Many of these 115 patients presented with symptoms that should have prompted clinicians to consider TB (Table 2); overall 62% presented with chest symptoms, 38% with symptoms of weight loss and 37% with fever or night sweats. Other indications of the possibility of TB existed in these patients, 34% had previously been treated for TB and 85% were HIV-infected. All admitted patients survived for at least 24 h (many survived for longer). Clinicians therefore had opportunity to initiate investigations and treatment, and in many cases to monitor the response to treatment. Furthermore, in hospitals A and B, we found most cases made contact with medical services in the three months before final admission. We would expect to find further missed opportunities in these earlier patient/clinician interactions.

We highlight that sputum culture results were missing for so many of the South African patients, although this investigation was available in all hospitals. The dangers of multidrug resistance have been well described [33], and a high index of suspicion must be maintained, particularly where patients fail to improve on TB treatment or have recurrent TB (ISTC, standard 14 [22]). On the other hand, HIV testing was performed well, acknowledging the importance of ascertaining HIV status where TB is suspected.

Different criteria were used for selection at each hospital, with the important distinction that (in this study) patients at Hospitals C and D were diagnosed with TB pre-mortem. However, a differential diagnosis that included TB was common to all. Although the selection criteria varied, and this limits comparison, the four hospitals do allow some useful broad observations to be made. We demonstrate that the tool identifies missed opportunities in a variety of settings, both in public and private hospitals, and in developed and developing countries. We recognise that not all missed opportunities carry equal weight but found the total number of missed opportunities to be a useful assessment of overall performance. The findings in hospital D, although the number of patients was small, suggest that it may be possible to achieve low numbers of missed opportunities for some patient groups, and this supports previous data showing that, despite low rates of error, some deaths are unavoidable [17]. Omissions in clinical care occur throughout the world and are not limited to TB; one study found that 45% of US adults do not receive care that is consistent with current recommendations [34]. If simple clinical actions are omitted in these settings, where TB prevalence is high, this raises concerns about settings where clinicians have far less experience of treating TB.

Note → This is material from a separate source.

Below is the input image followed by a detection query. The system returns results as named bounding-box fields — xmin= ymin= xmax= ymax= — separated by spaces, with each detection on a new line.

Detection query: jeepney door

The TB-PBPR tool was designed and used here for in-patients and may require adaptation before use in some low income outpatient settings where clinical records may be less detailed. However, many of the key missed opportunities such as basic history taking and sputum smear are common to nearly all settings. Further evaluation will assess whether the TB-PBPR tool can be used to improve local clinical and programme management.

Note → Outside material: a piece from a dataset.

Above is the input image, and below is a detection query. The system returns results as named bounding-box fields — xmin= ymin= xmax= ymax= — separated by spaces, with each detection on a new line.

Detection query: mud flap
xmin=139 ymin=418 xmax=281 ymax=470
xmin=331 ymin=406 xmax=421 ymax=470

Successful TB control requires basic clinical and public health management to be performed efficiently and consistently. Clinical omissions and misdiagnoses have implications for both the individual and the community, delaying treatment and increasing the period of infectivity leading to increased transmission, treatment failure, medical costs, and deaths.

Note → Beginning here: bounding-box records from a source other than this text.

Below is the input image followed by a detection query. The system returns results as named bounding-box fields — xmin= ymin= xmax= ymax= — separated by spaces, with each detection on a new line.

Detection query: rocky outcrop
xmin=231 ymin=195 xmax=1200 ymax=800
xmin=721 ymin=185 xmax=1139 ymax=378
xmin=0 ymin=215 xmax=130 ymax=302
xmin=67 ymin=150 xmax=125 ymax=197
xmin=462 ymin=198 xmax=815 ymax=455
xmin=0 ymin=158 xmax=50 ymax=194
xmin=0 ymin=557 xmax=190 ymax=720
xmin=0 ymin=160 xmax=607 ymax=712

The tool was designed with an educational objective in mind, to be used by clinicians to reflect on clinical practice and monitor missed opportunities. The TB-PBPR tool may be particularly useful to improve clinical care in patients with a range of poor outcomes, (e.g, development of drug resistance and recurrence) and its use is not limited to deceased patients. We suggest that the tool may augment broader WHO measures for TB programmes because it allows detailed evaluation to feedback into a TB programme and improve clinical care.